Les 5 et 6 février derniers, Yaoundé s’est imposée comme un véritable pôle de réflexion africaine sur les droits de l’Homme. À l’initiative du Réseau des Institutions nationales africaines des Droits de l’Homme (RINADH), en partenariat avec la Commission des Droits de l’Homme du Cameroun (CDHC), la 15ᵉ Conférence biennale a réuni, dans l’enceinte du Conseil économique et social, des délégations venues de l’ensemble du continent. Magistrats, responsables d’institutions nationales, parlementaires, acteurs de la société civile et partenaires techniques ont croisé leurs analyses autour d’un thème central : la singularité et la portée opérationnelle des instruments et de la jurisprudence africains en matière de droits humains.
Bien au-delà d’un cadre protocolaire, cette rencontre s’est voulue un espace de réflexion stratégique sur le rôle des institutions nationales des droits de l’Homme (INDH) face aux défis contemporains. Crises sécuritaires, transitions politiques, pressions sur les libertés publiques et exigences accrues de redevabilité ont servi de toile de fond aux échanges. Les participants ont souligné la nécessité de dépasser une approche essentiellement déclarative des droits humains pour ancrer davantage l’action des INDH dans les mécanismes africains existants.
Les travaux ont mis en lumière la richesse normative du système africain des droits de l’Homme, souvent méconnue ou sous-exploitée. La Charte africaine des droits de l’Homme et des peuples, les protocoles additionnels, ainsi que la jurisprudence de la Commission et de la Cour africaines, ont été présentés comme des leviers concrets permettant aux INDH de renforcer leurs missions de suivi, de conseil, de contentieux stratégique et de plaidoyer. Plusieurs intervenants ont insisté sur l’importance d’une meilleure appropriation de ces outils au niveau national, afin d’améliorer l’effectivité des droits reconnus.

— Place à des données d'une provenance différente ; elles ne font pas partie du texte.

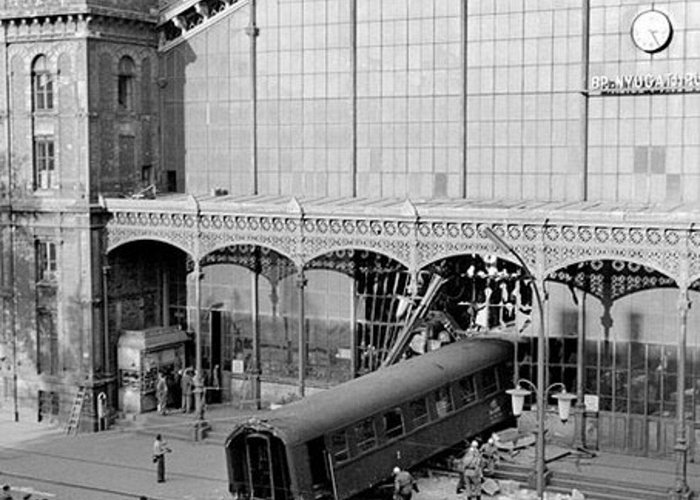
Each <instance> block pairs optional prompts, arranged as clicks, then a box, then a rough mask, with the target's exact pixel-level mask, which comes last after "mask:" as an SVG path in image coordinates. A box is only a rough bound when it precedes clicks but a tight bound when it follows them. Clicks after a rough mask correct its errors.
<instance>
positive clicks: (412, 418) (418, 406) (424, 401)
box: [408, 398, 428, 427]
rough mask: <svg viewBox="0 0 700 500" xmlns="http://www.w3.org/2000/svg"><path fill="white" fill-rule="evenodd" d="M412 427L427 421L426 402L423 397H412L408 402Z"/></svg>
mask: <svg viewBox="0 0 700 500" xmlns="http://www.w3.org/2000/svg"><path fill="white" fill-rule="evenodd" d="M408 411H409V414H410V418H411V421H412V422H413V427H420V426H421V425H425V424H427V423H428V404H427V403H426V401H425V398H419V399H414V400H413V401H411V402H410V403H409V404H408Z"/></svg>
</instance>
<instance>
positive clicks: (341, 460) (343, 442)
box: [331, 430, 350, 463]
mask: <svg viewBox="0 0 700 500" xmlns="http://www.w3.org/2000/svg"><path fill="white" fill-rule="evenodd" d="M331 449H332V450H333V459H334V460H335V462H336V463H340V462H345V461H346V460H347V459H349V458H350V450H349V447H348V436H347V434H346V433H345V431H344V430H342V431H337V432H334V433H333V434H331Z"/></svg>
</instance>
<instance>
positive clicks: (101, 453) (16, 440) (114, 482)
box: [0, 421, 230, 500]
mask: <svg viewBox="0 0 700 500" xmlns="http://www.w3.org/2000/svg"><path fill="white" fill-rule="evenodd" d="M152 444H153V438H152V437H150V436H145V435H141V434H138V433H136V432H134V431H131V430H126V431H125V430H119V429H117V430H110V431H106V432H101V433H96V434H79V435H78V436H65V434H64V433H63V431H62V429H57V428H52V427H47V426H44V425H42V424H34V423H25V422H19V423H15V422H9V421H0V483H9V484H10V485H11V486H12V487H13V490H12V491H13V494H14V496H15V498H21V497H20V495H19V494H18V493H17V492H18V491H19V492H22V493H26V492H35V493H34V495H33V499H40V498H49V499H57V500H58V499H65V500H102V499H104V500H114V499H118V498H123V499H129V498H136V499H138V498H139V497H140V496H141V495H145V496H146V497H147V498H148V499H149V500H180V499H182V500H223V499H226V500H229V499H230V495H229V494H228V492H227V488H228V482H227V477H226V466H225V461H224V450H223V447H221V446H220V445H218V444H216V445H211V444H206V443H194V442H191V441H179V440H178V441H171V442H170V443H169V444H170V446H171V448H172V449H173V453H172V454H170V455H168V456H167V458H166V482H165V483H160V484H159V483H157V482H156V471H155V466H154V464H153V463H152V461H151V457H152ZM37 492H38V493H37Z"/></svg>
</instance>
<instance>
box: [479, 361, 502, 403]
mask: <svg viewBox="0 0 700 500" xmlns="http://www.w3.org/2000/svg"><path fill="white" fill-rule="evenodd" d="M481 386H482V390H483V394H484V397H485V398H486V397H488V396H491V395H493V394H495V393H497V392H498V368H497V367H491V368H487V369H486V370H484V371H482V372H481Z"/></svg>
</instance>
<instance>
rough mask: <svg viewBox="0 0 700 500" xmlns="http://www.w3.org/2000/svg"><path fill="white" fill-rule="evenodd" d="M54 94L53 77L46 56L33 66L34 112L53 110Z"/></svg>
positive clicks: (53, 103) (53, 85) (32, 82)
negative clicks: (35, 111) (46, 59)
mask: <svg viewBox="0 0 700 500" xmlns="http://www.w3.org/2000/svg"><path fill="white" fill-rule="evenodd" d="M53 92H54V85H53V76H52V75H51V73H50V72H49V67H48V63H47V61H46V56H43V55H41V56H38V57H37V58H36V59H34V64H32V94H33V96H34V103H33V104H34V111H48V110H52V109H53V106H54V102H53V101H54V99H53V97H54V96H53Z"/></svg>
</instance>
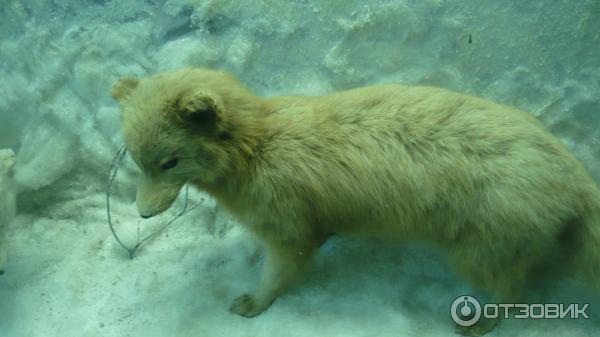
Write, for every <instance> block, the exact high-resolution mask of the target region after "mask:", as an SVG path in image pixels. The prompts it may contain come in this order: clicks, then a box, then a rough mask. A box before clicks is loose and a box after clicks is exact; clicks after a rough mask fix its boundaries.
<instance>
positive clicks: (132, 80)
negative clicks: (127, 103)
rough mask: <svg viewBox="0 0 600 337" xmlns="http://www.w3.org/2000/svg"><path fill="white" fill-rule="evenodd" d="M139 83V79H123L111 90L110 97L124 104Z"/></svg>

La conférence a également servi de cadre au renforcement des capacités des institutions participantes. Les échanges entre pairs et les contributions d’experts ont permis de partager des expériences innovantes, notamment en matière de suivi des recommandations africaines et d’articulation entre normes régionales et législations internes. L’enjeu, selon les organisateurs, est de consolider une action cohérente et crédible des INDH, capable d’influencer durablement les politiques publiques.
Présidant la cérémonie d’ouverture, le ministre de la Justice, représentant du Premier ministre, a souligné l’importance politique de cette rencontre, tandis que James Mouangué Kobila, président de la CDHC et nouvellement porté à la tête du RINADH, a rappelé que l’Afrique dispose de son propre corpus juridique en matière de droits humains, fondé sur ses valeurs, son histoire et ses réalités sociales. Pour lui, la jurisprudence africaine constitue un patrimoine stratégique qu’il convient désormais de traduire en actions concrètes sur le terrain.
Au terme de ces deux journées d’intenses travaux, Yaoundé aura ainsi incarné, le temps de 48 heures, un laboratoire d’idées et de solutions pour une promotion plus affirmée des droits de l’Homme « par et pour l’Afrique », posant les jalons d’une coopération renforcée entre les institutions nationales et les mécanismes continentaux.